Home Depot EVP & CFO Richard McPhail participated in JPMorgan's Retail Roundup on April 9, 2026; the discussion centered on narrating the 2025 demand environment as the starting point for outlook. The session framed macro considerations—asking to set oil prices and geopolitics aside—without providing new financial metrics or guidance.

Analysis

Home Depot’s structural advantage is its Pro exposure, scale in distribution and private-label penetration — these characteristics compress rivals’ ability to reset pricing without sacrificing margin. A sustained modest renovation cycle (1–3% annual TAM growth) would flow disproportionately to Home Depot because serviceable share gains come from faster delivery, trade credit and SKU breadth rather than pure price competition.
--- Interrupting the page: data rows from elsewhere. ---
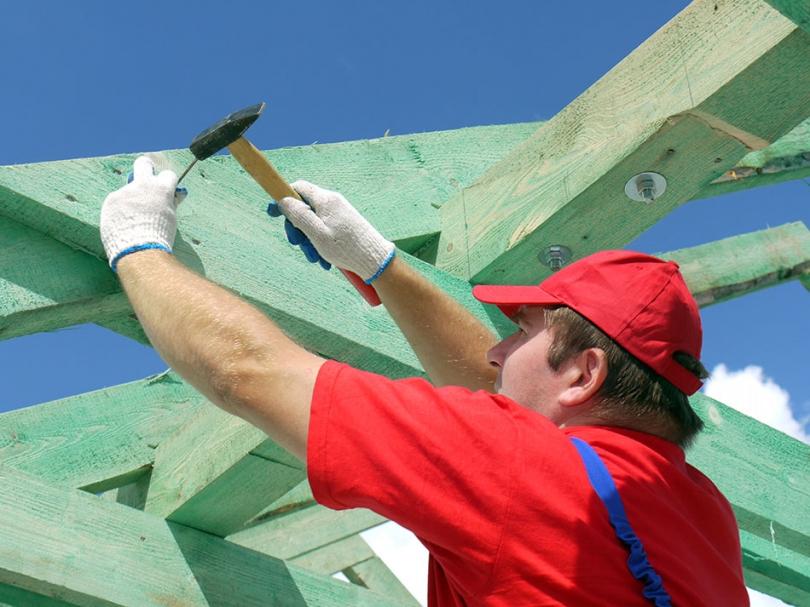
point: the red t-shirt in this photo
(500, 497)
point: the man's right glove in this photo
(340, 235)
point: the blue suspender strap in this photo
(605, 488)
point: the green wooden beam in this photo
(335, 557)
(100, 440)
(226, 235)
(796, 10)
(375, 575)
(397, 182)
(786, 159)
(774, 570)
(302, 530)
(720, 80)
(46, 285)
(735, 266)
(11, 596)
(79, 549)
(765, 476)
(217, 472)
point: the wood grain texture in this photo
(728, 268)
(210, 475)
(374, 575)
(226, 235)
(796, 10)
(786, 159)
(335, 557)
(46, 285)
(762, 472)
(774, 570)
(689, 103)
(76, 548)
(100, 440)
(298, 531)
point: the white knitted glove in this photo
(141, 215)
(338, 232)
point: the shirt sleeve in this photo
(438, 461)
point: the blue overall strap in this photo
(605, 488)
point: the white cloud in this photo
(405, 556)
(763, 600)
(753, 393)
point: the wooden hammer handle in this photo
(266, 175)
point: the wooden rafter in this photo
(696, 103)
(719, 80)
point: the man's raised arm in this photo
(223, 346)
(449, 341)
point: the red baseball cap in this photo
(640, 301)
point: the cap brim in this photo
(509, 298)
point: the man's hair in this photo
(633, 395)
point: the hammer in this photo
(229, 132)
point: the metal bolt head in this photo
(645, 187)
(555, 256)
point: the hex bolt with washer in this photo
(646, 187)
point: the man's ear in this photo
(587, 372)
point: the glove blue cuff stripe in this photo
(135, 249)
(382, 267)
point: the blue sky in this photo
(91, 78)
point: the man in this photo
(546, 469)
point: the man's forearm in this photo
(223, 346)
(449, 341)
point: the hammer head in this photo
(225, 132)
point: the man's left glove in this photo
(142, 214)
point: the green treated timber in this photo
(46, 285)
(398, 183)
(67, 288)
(785, 160)
(100, 440)
(226, 235)
(728, 268)
(78, 549)
(774, 570)
(762, 472)
(218, 472)
(374, 575)
(304, 529)
(11, 596)
(335, 557)
(690, 103)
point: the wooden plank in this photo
(728, 268)
(268, 272)
(796, 10)
(397, 182)
(786, 159)
(336, 556)
(762, 472)
(46, 285)
(100, 440)
(16, 597)
(76, 548)
(304, 529)
(774, 570)
(375, 575)
(211, 474)
(721, 79)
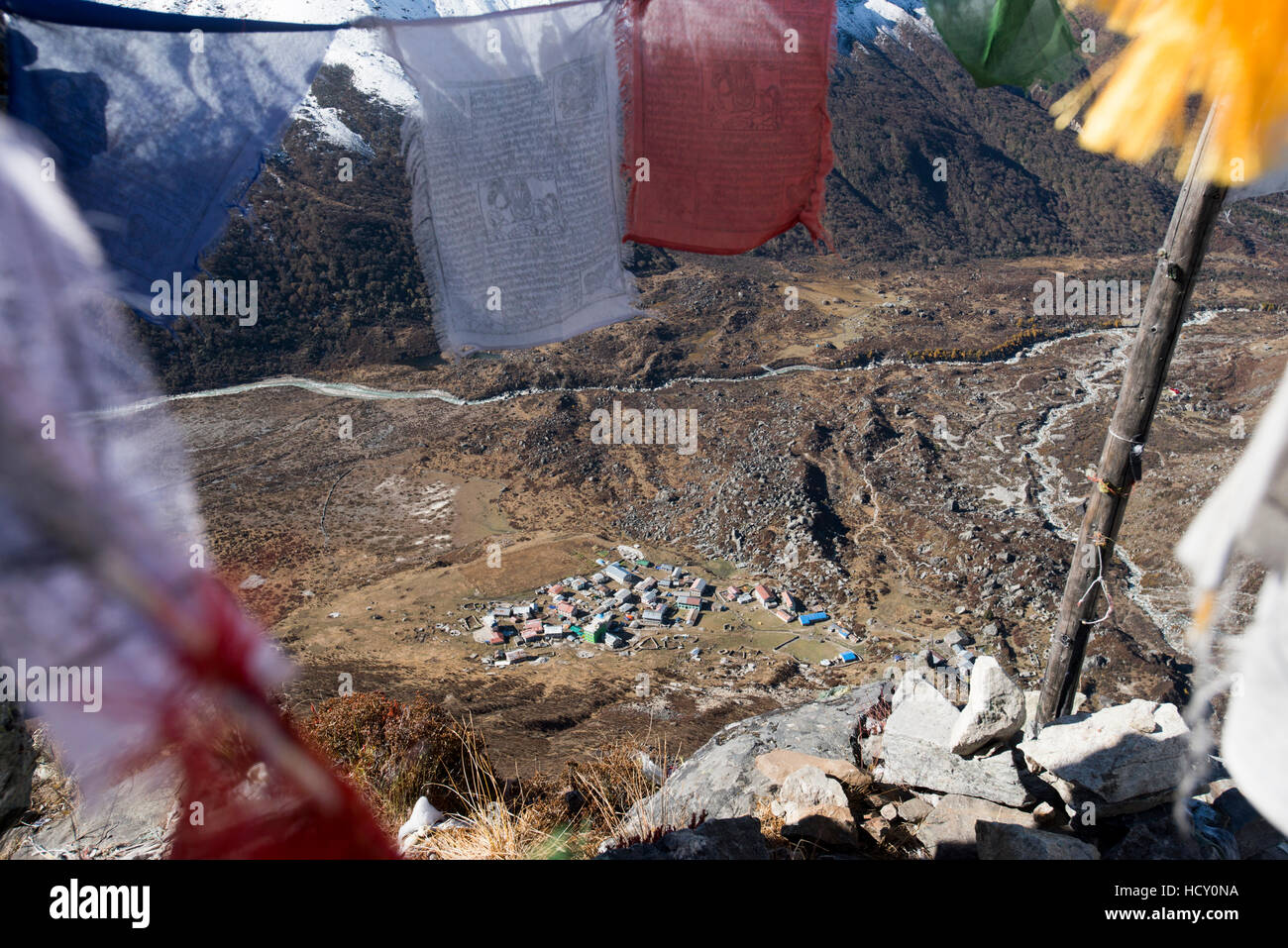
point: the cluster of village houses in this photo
(619, 605)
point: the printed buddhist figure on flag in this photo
(728, 140)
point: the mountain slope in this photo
(339, 279)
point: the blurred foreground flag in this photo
(159, 123)
(1247, 517)
(728, 140)
(1008, 42)
(514, 161)
(124, 640)
(1223, 55)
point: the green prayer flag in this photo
(1008, 42)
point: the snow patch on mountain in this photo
(374, 72)
(377, 75)
(864, 21)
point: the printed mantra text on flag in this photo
(514, 158)
(728, 140)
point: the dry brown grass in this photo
(549, 817)
(397, 753)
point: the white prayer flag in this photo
(1248, 514)
(518, 202)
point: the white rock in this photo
(1125, 759)
(995, 710)
(423, 814)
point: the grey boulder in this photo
(995, 710)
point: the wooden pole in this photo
(1179, 263)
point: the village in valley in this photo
(631, 604)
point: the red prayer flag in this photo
(728, 140)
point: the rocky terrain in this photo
(913, 492)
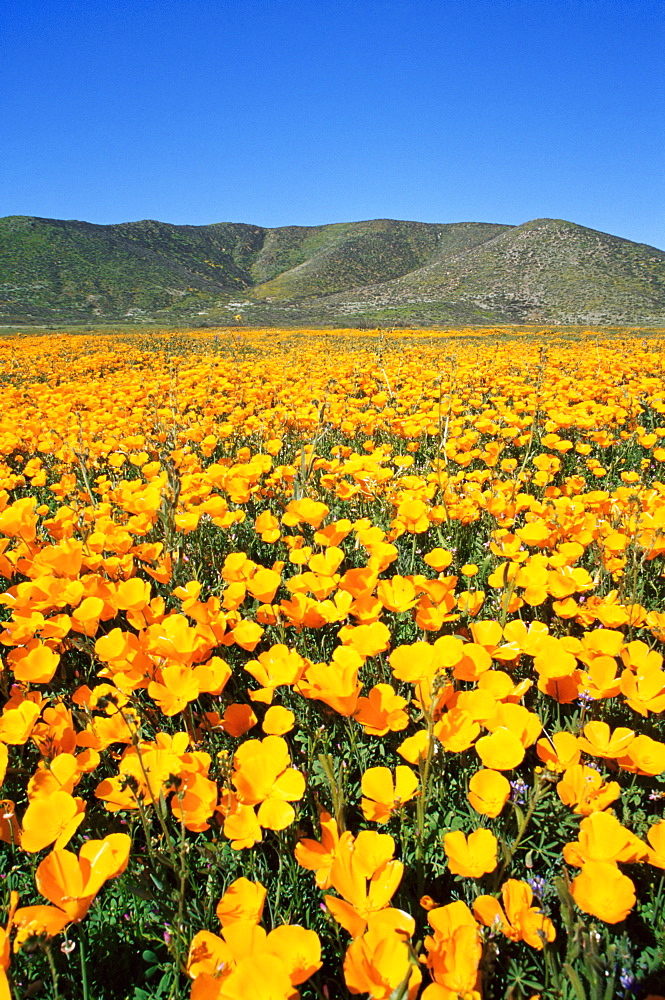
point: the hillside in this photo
(379, 272)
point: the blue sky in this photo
(280, 112)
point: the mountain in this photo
(380, 272)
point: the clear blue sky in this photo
(280, 112)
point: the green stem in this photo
(540, 789)
(424, 768)
(53, 970)
(84, 967)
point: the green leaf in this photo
(576, 982)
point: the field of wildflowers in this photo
(332, 665)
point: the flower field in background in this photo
(332, 665)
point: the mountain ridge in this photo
(378, 272)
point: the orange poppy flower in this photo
(382, 711)
(603, 838)
(71, 883)
(379, 962)
(472, 857)
(365, 875)
(488, 792)
(518, 919)
(501, 751)
(583, 788)
(603, 891)
(383, 795)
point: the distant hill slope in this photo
(381, 271)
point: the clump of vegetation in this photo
(332, 666)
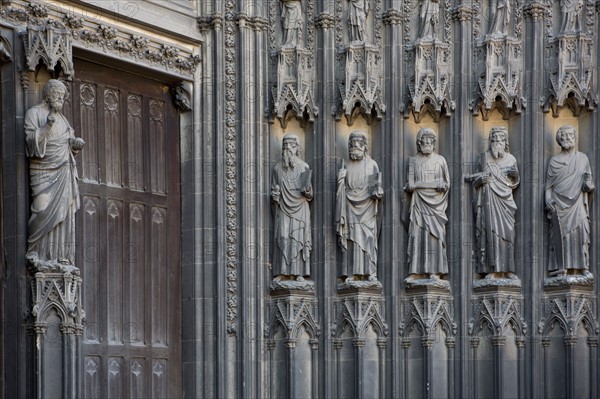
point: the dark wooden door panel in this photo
(128, 233)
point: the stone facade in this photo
(171, 292)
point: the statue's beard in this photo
(290, 160)
(498, 150)
(356, 154)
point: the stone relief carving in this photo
(293, 93)
(568, 186)
(501, 312)
(570, 57)
(495, 208)
(357, 20)
(293, 23)
(360, 63)
(428, 62)
(429, 19)
(424, 213)
(291, 192)
(359, 193)
(51, 146)
(50, 43)
(498, 60)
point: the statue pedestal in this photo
(57, 326)
(292, 341)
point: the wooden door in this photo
(128, 233)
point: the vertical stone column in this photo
(57, 327)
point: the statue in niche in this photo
(425, 207)
(359, 193)
(51, 147)
(570, 10)
(495, 207)
(568, 184)
(501, 18)
(293, 20)
(357, 19)
(429, 19)
(291, 192)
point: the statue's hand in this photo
(443, 187)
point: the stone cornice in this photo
(534, 10)
(325, 20)
(392, 17)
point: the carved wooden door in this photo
(128, 233)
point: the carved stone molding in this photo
(294, 311)
(359, 64)
(293, 88)
(361, 90)
(428, 62)
(206, 23)
(325, 21)
(63, 25)
(392, 17)
(501, 309)
(57, 324)
(51, 44)
(231, 223)
(498, 60)
(570, 61)
(569, 309)
(360, 309)
(182, 97)
(427, 310)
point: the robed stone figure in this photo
(51, 147)
(359, 193)
(425, 209)
(568, 184)
(291, 192)
(495, 207)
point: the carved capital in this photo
(534, 10)
(325, 20)
(462, 13)
(392, 17)
(206, 23)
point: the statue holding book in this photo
(425, 209)
(359, 194)
(291, 192)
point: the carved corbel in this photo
(361, 91)
(182, 97)
(50, 43)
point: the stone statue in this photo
(500, 18)
(495, 207)
(571, 10)
(359, 10)
(568, 182)
(293, 20)
(429, 19)
(51, 147)
(358, 195)
(291, 192)
(428, 185)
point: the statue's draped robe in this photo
(427, 228)
(293, 244)
(570, 230)
(356, 218)
(53, 182)
(495, 215)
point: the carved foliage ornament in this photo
(293, 59)
(428, 59)
(570, 56)
(498, 58)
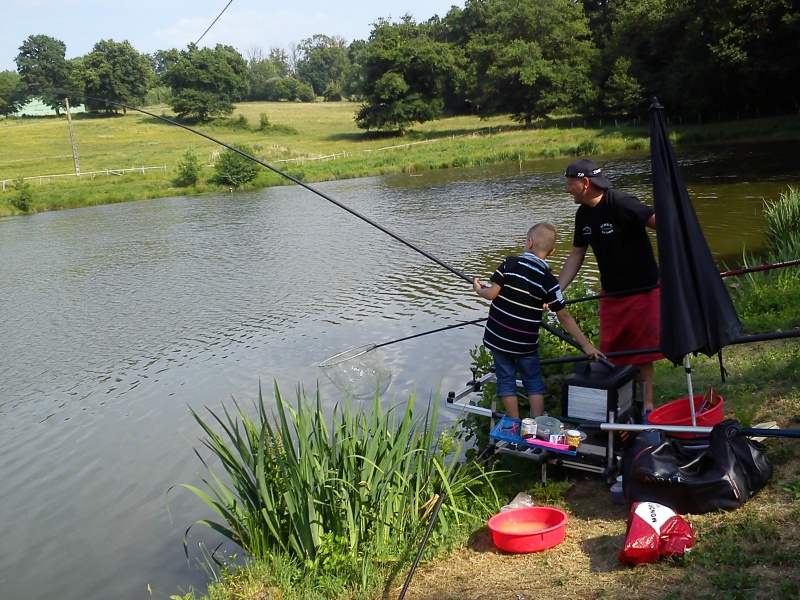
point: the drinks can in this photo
(528, 429)
(573, 438)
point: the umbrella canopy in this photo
(697, 314)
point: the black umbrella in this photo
(697, 314)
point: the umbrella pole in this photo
(687, 365)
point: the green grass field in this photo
(313, 142)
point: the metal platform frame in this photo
(593, 457)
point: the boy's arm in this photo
(569, 324)
(489, 293)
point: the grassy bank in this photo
(312, 142)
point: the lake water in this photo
(118, 319)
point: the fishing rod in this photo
(290, 178)
(564, 337)
(767, 267)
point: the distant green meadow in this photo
(310, 141)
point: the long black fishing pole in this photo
(291, 178)
(355, 213)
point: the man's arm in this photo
(571, 266)
(569, 324)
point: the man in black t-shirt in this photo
(614, 224)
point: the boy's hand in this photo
(592, 352)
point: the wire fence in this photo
(481, 132)
(6, 183)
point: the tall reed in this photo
(343, 493)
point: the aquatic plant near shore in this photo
(338, 496)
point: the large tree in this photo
(712, 58)
(115, 72)
(12, 92)
(323, 63)
(403, 77)
(265, 71)
(45, 71)
(206, 82)
(528, 58)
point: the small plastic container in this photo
(617, 493)
(528, 529)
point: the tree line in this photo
(529, 59)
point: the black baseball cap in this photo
(588, 168)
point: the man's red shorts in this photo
(631, 323)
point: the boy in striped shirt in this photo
(520, 288)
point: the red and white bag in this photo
(655, 530)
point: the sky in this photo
(151, 25)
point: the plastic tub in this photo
(529, 529)
(678, 412)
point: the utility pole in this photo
(72, 139)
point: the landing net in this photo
(360, 372)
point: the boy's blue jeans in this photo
(506, 367)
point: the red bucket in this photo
(678, 412)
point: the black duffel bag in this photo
(698, 475)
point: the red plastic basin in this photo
(529, 529)
(678, 412)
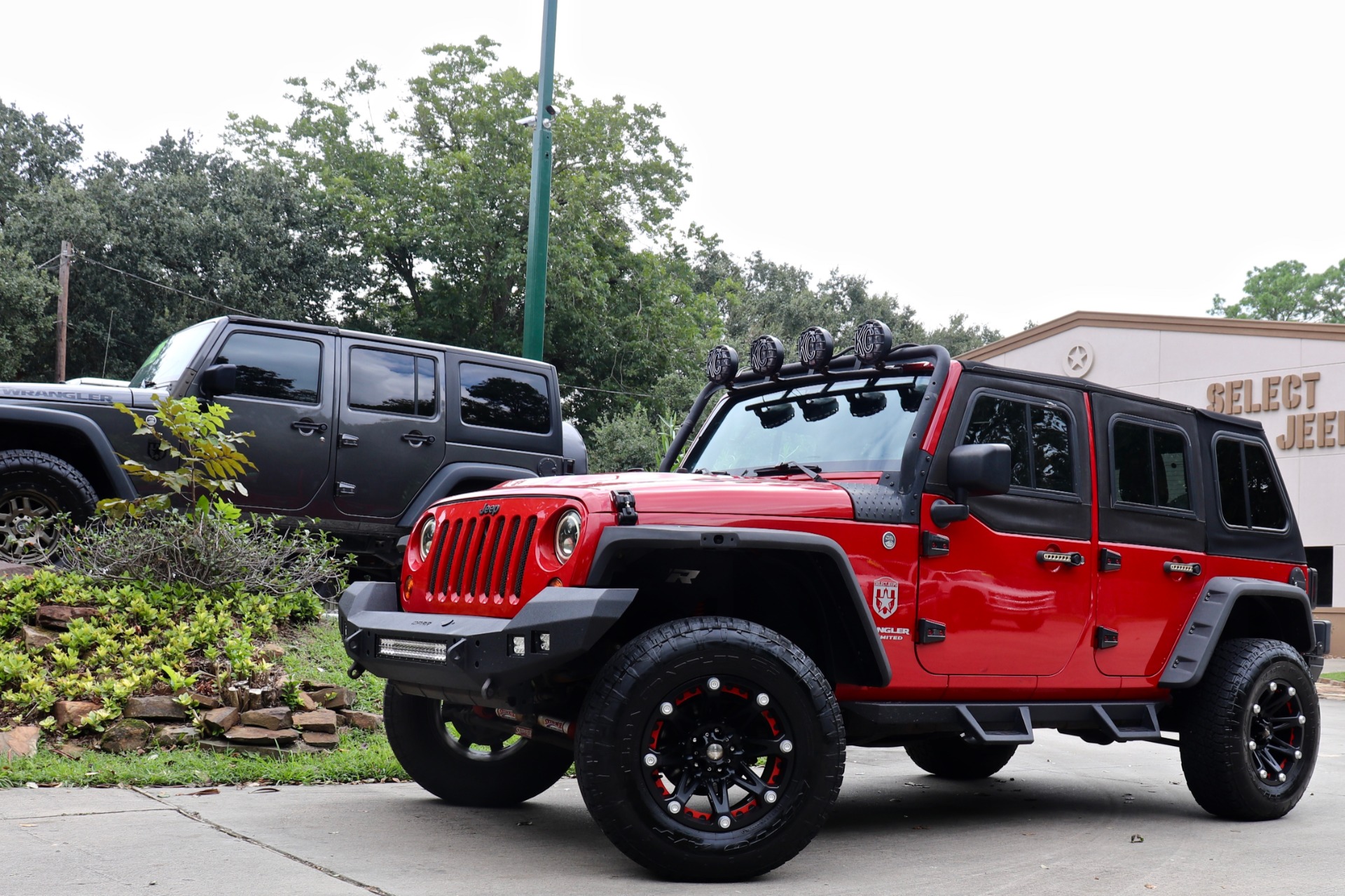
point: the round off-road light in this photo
(767, 355)
(815, 347)
(722, 365)
(872, 342)
(567, 535)
(427, 537)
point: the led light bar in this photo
(425, 652)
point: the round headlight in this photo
(567, 535)
(427, 537)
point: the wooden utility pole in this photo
(62, 308)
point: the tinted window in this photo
(504, 399)
(273, 366)
(392, 382)
(1149, 466)
(1247, 486)
(1037, 436)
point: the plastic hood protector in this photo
(697, 494)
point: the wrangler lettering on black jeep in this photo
(880, 548)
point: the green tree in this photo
(1286, 291)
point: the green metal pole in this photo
(539, 201)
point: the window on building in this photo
(1040, 440)
(276, 368)
(1248, 492)
(392, 382)
(1149, 466)
(504, 399)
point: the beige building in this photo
(1289, 377)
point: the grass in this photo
(314, 653)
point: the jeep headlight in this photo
(427, 537)
(567, 535)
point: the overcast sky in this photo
(1012, 160)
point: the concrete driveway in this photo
(1061, 818)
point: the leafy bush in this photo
(146, 638)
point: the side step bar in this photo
(872, 723)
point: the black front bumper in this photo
(482, 653)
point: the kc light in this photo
(815, 347)
(872, 342)
(767, 355)
(567, 535)
(427, 537)
(722, 365)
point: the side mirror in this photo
(219, 380)
(979, 470)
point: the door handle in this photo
(1060, 558)
(415, 439)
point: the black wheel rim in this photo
(719, 755)
(467, 736)
(27, 528)
(1277, 732)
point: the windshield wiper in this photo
(791, 466)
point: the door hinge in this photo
(930, 631)
(1105, 638)
(934, 545)
(624, 505)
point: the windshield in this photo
(856, 425)
(171, 357)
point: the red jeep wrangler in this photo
(883, 548)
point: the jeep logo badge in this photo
(885, 596)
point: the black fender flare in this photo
(1199, 641)
(874, 659)
(89, 429)
(441, 483)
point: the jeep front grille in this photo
(482, 558)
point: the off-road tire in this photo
(39, 481)
(957, 759)
(420, 739)
(1219, 723)
(694, 663)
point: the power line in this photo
(182, 292)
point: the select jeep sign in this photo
(1308, 428)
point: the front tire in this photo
(1250, 731)
(710, 750)
(34, 489)
(448, 752)
(954, 758)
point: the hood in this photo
(697, 494)
(80, 393)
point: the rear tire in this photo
(1250, 731)
(710, 750)
(463, 763)
(35, 488)
(954, 758)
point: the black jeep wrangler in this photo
(355, 429)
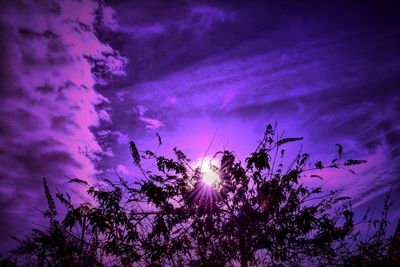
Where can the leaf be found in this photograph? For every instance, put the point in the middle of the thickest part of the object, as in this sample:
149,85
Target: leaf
159,139
135,153
287,140
351,162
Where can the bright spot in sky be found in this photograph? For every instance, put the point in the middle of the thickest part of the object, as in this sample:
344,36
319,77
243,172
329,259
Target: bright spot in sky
210,176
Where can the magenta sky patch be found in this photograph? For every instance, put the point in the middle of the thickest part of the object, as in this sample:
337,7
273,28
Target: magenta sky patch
80,79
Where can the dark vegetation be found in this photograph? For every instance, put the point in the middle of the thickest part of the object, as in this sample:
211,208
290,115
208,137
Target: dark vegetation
259,214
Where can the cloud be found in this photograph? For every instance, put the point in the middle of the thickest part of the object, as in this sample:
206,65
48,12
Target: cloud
51,61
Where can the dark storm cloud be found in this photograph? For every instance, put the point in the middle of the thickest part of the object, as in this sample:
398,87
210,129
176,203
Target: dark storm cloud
328,71
48,104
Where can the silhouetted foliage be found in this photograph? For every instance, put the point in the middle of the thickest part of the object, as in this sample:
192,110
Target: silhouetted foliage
259,213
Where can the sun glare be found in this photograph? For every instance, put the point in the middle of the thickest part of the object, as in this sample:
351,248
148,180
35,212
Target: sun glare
210,176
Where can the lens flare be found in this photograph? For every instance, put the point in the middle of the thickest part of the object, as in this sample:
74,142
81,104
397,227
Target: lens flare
208,169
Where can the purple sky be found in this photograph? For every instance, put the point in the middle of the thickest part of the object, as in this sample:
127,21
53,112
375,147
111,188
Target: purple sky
329,72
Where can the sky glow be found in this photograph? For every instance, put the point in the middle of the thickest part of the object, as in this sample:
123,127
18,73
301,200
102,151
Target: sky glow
209,174
80,80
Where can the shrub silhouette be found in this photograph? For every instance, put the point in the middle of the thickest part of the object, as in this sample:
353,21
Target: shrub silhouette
258,213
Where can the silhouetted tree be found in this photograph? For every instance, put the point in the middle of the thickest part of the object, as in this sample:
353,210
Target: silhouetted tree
258,213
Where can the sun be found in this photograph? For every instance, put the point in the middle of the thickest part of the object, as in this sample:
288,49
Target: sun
210,176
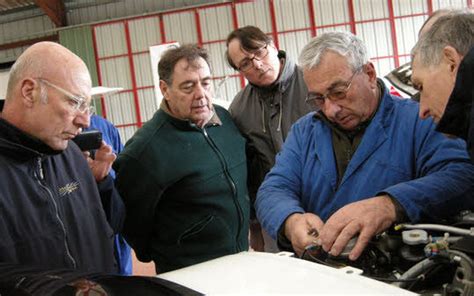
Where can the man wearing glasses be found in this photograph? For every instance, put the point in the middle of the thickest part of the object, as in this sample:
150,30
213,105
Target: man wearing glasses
265,109
51,203
361,162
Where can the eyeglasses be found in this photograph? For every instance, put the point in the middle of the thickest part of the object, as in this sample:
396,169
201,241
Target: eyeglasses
77,103
337,94
246,64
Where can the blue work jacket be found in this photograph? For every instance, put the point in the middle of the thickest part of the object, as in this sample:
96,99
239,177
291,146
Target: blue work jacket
401,155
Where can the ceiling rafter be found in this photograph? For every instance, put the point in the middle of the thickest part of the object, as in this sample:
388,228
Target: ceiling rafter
54,9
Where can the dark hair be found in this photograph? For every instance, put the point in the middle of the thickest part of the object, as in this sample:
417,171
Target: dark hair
251,38
169,59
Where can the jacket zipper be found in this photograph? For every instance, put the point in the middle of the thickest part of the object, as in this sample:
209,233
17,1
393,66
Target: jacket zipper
50,195
231,184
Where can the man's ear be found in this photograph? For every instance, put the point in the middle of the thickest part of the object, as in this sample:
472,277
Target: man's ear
452,59
164,89
28,89
369,69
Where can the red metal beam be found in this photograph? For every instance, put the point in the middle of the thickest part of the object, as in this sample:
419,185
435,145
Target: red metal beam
312,18
198,27
54,9
391,16
132,75
99,76
430,7
235,23
28,42
273,21
350,4
162,29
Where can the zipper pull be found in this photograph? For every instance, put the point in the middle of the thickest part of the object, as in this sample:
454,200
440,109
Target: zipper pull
40,168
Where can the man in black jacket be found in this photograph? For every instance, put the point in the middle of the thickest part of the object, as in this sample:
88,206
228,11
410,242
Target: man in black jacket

Expect local independents and ecommerce-only tool sellers to lose share incrementally as pros prioritize reliability and one-stop purchasing. Primary risks are macro and executional but operate on different horizons: in the next 1–3 months, earnings sentiment will swing around same-store sales lags and promotional cadence; over 3–12 months, shifts in mortgage rates and new-build activity (±200–300bp moves in 30yr rates) will reweight Pro vs DIY demand; over multiple years, underinvestment in maintenance across the housing stock creates a durable floor to demand that caps downside. A shock fall in home prices or a sharp rise in unemployment would be the clearest fast-acting reversal, while faster-than-expected deflation in commodity lumber and OSB could compress retailer gross margins if competitors cut prices. Consensus underestimates the optionality from mix shift toward Pro services and credit-enabled trade programs that convert revenue into higher repeat purchase rates and margin. If Home Depot can grow Pro penetration by 100–200bps over 12–24 months, that alone could be worth mid-to-high single digit operating margin expansion absent topline acceleration. That makes HD asymmetric: limited drawdown versus peer operational missteps, but meaningful upside if trade recovery or share wins accelerate.